We are working on the functionality where any non-admin user should be able to provision a workstation for themselves as well as modify its properties if needed.

How much access does a user get when they’re added as an additional user to my workstation?

Any user that’s added to your workstation has full access to the workstation, including your credentials for the Outerbounds deployment. Any flow they run would show up as having been launched by you, unless they explicitly set up their own Outerbounds config on that workstation.

For this reason, we discourage heavily using the additional user's functionality for use cases outside temporary debugging.

How do I check the CPU/Memory usage by my workstation?

On your workspaces page, you will find charts that show the CPU and memory utilization of your workstation. If you think your workstation is under or over-provisioned, you can always update the resources available to your workstation.

Are workstations tied to a specific perimeter?

No, workstations are not tied to a specific perimeter. Think about them as being “laptops in the cloud”. This means that any perimeter that you have access to, you will be able to access it on the workstation as well.

Are actions on the workstation audited?

The following actions are audited:

  1. Workstation creation
  2. Updating the specs of the workstation
  3. Hibernating the workstation
  4. Restarting the workstation

The activity log for a workstation is available in the workspaces view.

When does a workstation actively occupy cloud instances?

As long as the workstation is in a running state (regardless of whether you are currently working on it), it will occupy cloud resources, and subsequently also be counted as active usage by your cloud provider during billing.

We recommend enabling auto-hibernation on your workstation so that the workstation automatically hibernates when you’re not using it.

Is workstation usage included in our cost reports?

Yes, your cost reports include workstation usage.

Can I switch perimeters inside my workstation?

Yes, you can use outerbounds perimeter switch --id <perimeter name> to switch between perimeters on your workstation. You can also use the pre-installed Outerbounds VSCode extension on your workstation by clicking on the O icon in the extensions bar. You can then click on the perimeter you wish to switch to.

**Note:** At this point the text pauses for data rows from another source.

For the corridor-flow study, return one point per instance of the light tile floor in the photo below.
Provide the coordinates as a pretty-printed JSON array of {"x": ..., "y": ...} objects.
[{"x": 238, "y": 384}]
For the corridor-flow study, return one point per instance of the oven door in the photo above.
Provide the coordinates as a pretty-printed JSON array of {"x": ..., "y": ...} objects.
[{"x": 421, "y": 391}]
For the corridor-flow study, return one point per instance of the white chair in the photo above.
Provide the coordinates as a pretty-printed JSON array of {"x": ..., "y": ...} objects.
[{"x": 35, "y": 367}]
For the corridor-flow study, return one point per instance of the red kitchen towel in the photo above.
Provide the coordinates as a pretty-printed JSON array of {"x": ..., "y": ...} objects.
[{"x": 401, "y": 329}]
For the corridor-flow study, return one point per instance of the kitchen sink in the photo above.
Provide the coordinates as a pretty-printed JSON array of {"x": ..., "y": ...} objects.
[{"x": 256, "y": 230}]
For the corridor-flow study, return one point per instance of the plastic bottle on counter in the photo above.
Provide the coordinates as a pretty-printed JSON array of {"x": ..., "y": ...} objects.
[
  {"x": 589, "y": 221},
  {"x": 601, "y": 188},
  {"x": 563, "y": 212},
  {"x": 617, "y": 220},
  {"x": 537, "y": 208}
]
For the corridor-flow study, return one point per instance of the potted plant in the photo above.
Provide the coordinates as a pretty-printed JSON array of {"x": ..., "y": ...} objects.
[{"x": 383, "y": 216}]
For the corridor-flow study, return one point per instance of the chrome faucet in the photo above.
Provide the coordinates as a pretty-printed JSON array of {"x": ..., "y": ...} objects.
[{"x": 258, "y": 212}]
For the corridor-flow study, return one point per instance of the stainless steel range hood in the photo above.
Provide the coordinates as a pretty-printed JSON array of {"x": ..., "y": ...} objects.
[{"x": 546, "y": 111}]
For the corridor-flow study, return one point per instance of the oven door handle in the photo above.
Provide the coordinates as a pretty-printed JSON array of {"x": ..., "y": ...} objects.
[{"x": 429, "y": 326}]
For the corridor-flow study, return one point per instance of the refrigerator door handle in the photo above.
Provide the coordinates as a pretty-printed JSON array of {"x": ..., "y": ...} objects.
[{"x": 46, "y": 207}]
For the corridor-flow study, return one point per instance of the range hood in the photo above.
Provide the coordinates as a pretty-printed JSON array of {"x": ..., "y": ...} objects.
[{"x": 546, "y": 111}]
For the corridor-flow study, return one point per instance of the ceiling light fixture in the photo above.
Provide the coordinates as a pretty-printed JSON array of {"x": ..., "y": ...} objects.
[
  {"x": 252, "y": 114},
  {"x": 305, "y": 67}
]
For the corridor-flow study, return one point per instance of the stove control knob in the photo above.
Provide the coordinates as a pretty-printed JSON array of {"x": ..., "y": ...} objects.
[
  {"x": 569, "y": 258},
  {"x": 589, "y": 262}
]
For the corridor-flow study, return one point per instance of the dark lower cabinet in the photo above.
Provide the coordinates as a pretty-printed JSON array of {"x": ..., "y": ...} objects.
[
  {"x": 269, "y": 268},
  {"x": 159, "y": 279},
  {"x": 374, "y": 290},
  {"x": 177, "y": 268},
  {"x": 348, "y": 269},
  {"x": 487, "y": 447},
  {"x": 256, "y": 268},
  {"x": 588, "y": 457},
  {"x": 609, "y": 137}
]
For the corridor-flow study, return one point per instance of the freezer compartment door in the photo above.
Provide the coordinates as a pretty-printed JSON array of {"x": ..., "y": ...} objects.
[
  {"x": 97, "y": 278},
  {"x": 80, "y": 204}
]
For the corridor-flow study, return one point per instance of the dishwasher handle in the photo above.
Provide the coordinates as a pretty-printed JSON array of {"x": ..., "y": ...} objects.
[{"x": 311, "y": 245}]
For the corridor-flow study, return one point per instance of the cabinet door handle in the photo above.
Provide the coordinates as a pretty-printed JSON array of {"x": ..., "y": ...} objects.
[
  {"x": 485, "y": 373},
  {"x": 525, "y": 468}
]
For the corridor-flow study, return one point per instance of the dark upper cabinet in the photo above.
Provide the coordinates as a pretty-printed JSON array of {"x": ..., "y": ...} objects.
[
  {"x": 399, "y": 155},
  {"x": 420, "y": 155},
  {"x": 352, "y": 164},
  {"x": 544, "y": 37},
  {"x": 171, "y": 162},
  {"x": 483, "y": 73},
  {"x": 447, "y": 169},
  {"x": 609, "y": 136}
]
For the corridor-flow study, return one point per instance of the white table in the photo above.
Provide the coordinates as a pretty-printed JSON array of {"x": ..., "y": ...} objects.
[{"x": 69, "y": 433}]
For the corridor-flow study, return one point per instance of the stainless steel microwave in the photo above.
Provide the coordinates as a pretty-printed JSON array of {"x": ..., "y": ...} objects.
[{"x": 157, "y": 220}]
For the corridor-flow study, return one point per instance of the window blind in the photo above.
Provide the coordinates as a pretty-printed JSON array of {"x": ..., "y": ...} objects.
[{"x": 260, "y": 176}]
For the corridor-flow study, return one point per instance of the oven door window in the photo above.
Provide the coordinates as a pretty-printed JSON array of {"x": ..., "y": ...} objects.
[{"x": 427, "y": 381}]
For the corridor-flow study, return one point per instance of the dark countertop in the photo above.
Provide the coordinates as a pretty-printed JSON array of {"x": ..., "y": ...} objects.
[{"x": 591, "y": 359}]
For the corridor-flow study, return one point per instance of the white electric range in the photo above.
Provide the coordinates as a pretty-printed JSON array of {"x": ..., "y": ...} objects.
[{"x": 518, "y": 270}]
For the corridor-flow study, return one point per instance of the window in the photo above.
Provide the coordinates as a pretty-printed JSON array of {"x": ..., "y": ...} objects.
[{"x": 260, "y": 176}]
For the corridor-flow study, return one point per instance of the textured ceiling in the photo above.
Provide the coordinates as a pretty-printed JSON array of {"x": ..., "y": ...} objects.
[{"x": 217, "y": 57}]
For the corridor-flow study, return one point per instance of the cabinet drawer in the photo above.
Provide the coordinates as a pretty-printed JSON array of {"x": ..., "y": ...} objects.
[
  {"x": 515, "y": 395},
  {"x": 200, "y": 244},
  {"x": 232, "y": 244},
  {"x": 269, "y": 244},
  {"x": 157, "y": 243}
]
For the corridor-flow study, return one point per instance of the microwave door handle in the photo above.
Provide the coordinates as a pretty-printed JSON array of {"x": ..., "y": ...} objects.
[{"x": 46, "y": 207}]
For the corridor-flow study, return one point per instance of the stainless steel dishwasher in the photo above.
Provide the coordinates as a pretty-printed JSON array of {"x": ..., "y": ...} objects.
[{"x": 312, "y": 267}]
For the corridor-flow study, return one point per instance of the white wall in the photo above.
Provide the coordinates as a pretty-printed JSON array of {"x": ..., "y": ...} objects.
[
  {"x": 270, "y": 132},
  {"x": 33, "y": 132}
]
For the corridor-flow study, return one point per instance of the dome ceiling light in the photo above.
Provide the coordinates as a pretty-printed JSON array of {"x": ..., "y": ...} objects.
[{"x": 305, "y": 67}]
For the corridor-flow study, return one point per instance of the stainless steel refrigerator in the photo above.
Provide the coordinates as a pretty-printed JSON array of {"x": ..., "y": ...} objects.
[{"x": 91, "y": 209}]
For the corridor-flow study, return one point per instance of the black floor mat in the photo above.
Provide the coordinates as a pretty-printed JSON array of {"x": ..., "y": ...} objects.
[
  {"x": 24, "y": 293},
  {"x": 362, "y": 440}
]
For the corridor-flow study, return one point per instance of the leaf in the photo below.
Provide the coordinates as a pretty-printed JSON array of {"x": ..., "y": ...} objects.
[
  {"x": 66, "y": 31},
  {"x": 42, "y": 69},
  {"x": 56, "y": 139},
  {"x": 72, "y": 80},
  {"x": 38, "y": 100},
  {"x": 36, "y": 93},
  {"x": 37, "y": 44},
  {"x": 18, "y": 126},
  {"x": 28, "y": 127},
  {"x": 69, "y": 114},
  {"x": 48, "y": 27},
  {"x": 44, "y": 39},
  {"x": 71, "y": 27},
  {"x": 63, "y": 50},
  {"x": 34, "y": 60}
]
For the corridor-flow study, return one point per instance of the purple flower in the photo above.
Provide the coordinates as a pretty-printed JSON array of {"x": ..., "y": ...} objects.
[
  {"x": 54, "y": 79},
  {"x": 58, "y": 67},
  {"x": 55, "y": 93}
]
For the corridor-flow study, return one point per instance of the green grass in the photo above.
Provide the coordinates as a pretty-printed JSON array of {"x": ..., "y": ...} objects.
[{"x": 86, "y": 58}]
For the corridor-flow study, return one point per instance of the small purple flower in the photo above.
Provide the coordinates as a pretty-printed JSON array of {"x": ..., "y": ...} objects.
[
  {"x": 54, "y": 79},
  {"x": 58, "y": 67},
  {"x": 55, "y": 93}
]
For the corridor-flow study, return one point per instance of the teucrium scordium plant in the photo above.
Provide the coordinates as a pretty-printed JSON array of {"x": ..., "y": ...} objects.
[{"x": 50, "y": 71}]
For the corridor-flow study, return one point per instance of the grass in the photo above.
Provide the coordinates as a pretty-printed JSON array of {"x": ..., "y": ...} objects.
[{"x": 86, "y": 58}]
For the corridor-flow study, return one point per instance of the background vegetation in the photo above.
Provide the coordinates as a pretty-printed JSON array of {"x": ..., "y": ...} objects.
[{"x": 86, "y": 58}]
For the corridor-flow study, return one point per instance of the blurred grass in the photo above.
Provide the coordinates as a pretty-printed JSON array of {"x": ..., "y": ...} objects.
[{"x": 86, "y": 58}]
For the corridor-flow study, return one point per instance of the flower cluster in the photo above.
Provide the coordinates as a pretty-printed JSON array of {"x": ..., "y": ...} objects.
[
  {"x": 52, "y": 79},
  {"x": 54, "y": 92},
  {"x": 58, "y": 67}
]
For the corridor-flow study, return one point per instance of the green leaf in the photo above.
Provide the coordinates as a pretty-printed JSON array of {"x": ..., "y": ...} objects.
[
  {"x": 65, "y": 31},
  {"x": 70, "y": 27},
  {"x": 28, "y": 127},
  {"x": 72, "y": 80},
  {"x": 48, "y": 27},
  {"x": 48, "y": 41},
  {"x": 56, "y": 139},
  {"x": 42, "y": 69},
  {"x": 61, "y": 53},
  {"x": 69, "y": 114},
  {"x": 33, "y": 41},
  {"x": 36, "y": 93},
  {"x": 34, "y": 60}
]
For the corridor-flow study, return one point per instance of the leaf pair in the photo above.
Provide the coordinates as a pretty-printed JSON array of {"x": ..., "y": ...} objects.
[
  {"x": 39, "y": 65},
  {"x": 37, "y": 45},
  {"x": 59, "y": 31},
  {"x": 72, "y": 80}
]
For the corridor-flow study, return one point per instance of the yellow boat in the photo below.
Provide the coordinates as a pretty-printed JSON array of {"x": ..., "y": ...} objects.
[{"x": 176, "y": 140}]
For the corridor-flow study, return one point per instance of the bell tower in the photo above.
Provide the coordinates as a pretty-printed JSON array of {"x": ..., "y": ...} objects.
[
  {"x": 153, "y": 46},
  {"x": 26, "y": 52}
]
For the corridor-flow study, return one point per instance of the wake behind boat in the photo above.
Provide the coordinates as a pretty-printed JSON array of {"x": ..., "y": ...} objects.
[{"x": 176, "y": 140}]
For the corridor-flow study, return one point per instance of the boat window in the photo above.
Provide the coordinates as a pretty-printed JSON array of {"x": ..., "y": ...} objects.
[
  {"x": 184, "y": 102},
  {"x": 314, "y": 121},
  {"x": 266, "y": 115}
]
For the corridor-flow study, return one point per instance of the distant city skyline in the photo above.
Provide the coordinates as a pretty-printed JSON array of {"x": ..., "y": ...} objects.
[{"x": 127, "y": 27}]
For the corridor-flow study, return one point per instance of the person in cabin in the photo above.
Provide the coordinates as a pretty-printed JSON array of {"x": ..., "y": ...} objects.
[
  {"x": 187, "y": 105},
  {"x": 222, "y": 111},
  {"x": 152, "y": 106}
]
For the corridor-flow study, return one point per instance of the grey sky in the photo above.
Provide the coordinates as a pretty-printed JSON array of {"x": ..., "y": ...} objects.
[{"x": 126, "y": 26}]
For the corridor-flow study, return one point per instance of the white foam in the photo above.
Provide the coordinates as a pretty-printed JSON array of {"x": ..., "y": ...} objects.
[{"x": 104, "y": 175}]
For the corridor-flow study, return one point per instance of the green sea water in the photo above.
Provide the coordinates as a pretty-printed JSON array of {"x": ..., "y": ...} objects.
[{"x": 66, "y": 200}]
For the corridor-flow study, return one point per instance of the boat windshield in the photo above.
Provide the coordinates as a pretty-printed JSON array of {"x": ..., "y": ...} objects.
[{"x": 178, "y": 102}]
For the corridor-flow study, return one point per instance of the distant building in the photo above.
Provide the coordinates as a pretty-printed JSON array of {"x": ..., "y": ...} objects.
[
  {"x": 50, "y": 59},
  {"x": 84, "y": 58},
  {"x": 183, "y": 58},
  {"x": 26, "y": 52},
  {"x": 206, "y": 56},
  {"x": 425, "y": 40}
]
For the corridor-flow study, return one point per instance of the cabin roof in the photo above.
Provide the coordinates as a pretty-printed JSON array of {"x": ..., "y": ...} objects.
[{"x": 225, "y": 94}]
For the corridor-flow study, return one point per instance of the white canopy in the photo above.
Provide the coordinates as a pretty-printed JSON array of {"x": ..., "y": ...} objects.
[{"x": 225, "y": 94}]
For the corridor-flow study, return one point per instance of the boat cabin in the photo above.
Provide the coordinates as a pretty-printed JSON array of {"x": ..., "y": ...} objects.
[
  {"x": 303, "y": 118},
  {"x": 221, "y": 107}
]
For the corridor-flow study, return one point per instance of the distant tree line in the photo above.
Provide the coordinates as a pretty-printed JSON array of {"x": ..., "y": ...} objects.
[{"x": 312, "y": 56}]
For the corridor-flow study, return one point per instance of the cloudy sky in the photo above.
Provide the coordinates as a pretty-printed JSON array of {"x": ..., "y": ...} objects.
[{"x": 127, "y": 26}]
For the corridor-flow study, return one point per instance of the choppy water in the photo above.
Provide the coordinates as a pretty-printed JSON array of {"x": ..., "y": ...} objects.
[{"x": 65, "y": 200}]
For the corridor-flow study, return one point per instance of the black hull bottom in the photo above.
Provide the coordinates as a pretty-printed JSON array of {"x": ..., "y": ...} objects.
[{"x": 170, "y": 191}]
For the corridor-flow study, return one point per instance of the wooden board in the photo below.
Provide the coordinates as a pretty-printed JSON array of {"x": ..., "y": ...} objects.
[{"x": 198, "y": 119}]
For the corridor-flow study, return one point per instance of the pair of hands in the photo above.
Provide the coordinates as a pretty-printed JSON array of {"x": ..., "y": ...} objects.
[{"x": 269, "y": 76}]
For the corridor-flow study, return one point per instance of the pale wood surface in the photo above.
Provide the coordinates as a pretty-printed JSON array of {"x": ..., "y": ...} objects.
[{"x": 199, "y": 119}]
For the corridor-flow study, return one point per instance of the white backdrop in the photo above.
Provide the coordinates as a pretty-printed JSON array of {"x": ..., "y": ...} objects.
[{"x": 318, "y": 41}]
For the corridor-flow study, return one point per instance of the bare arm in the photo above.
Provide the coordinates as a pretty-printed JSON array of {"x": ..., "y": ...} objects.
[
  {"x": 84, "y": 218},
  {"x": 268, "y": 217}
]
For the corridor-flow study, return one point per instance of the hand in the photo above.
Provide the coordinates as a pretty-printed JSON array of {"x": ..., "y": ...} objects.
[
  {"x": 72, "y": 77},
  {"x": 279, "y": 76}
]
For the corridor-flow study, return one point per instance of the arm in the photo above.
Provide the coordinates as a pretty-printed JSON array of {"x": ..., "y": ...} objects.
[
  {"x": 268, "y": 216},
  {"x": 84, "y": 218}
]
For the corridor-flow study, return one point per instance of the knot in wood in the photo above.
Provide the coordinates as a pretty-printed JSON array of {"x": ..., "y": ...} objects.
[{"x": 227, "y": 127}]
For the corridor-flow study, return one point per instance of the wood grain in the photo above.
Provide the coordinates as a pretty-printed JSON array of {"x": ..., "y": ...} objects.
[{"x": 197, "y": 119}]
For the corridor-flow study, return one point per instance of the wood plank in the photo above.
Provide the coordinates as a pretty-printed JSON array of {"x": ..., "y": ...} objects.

Can I use credentials associated with a perimeter outside flows on a workstation?

Yes, on AWS and Google Cloud, your perimeter credentials are available throughout the workstation environment. This means that any CLI tools that you use like aws-cli or gcloud, any scripts that you write, or notebooks that you author will all automatically use the credentials associated with your perimeter, regardless of whether you’re using metaflow in that script/notebook/cli.

When you switch perimeters, the credentials are automatically swapped out, and the same CLI commands, scripts, notebooks or flows would now use the credentials associated with the new perimeter that you just switched to.

My workstation has been stuck on “Opening remote” for a while now, what can I do to fix it?

Try restarting your workstation by hibernating it first and then restarting it from the Outerbounds UI. Also restart VSCode. This should resolve this issue 99% of the times. If you’re still stuck, please contact the Outerbounds team!

Can I use Jupyter Notebooks or Jupyter Lab on my workstation?

Yes, you can use jupyter lab or notebook from your workstation. To do so, follow the following steps:

  • Connect to your workstation using the Outerbounds VSCode extension for vscode desktop.
  • Install jupyterlab or jupyter notebook using pip.
    • pip install jupyterlab notebook
  • Launch jupyter from your workstation:
    • jupyter lab (for running jupyter lab)
    • jupyter notebook (for notebooks)
  • At this point, the jupyter notebook/lab will start running on the workstation’s localhost, and VSCode will automatically port forward it to your desktop/laptop. This means that you should now be able to access your lab or notebook instance directly from your browser.
    • Make sure to leave the workstation VSCode window open in the background while you work on your lab/notebook.
  • You can copy and paste the printed URL from the output of the command in your browser and you should be all set to use lab/notebook for your work!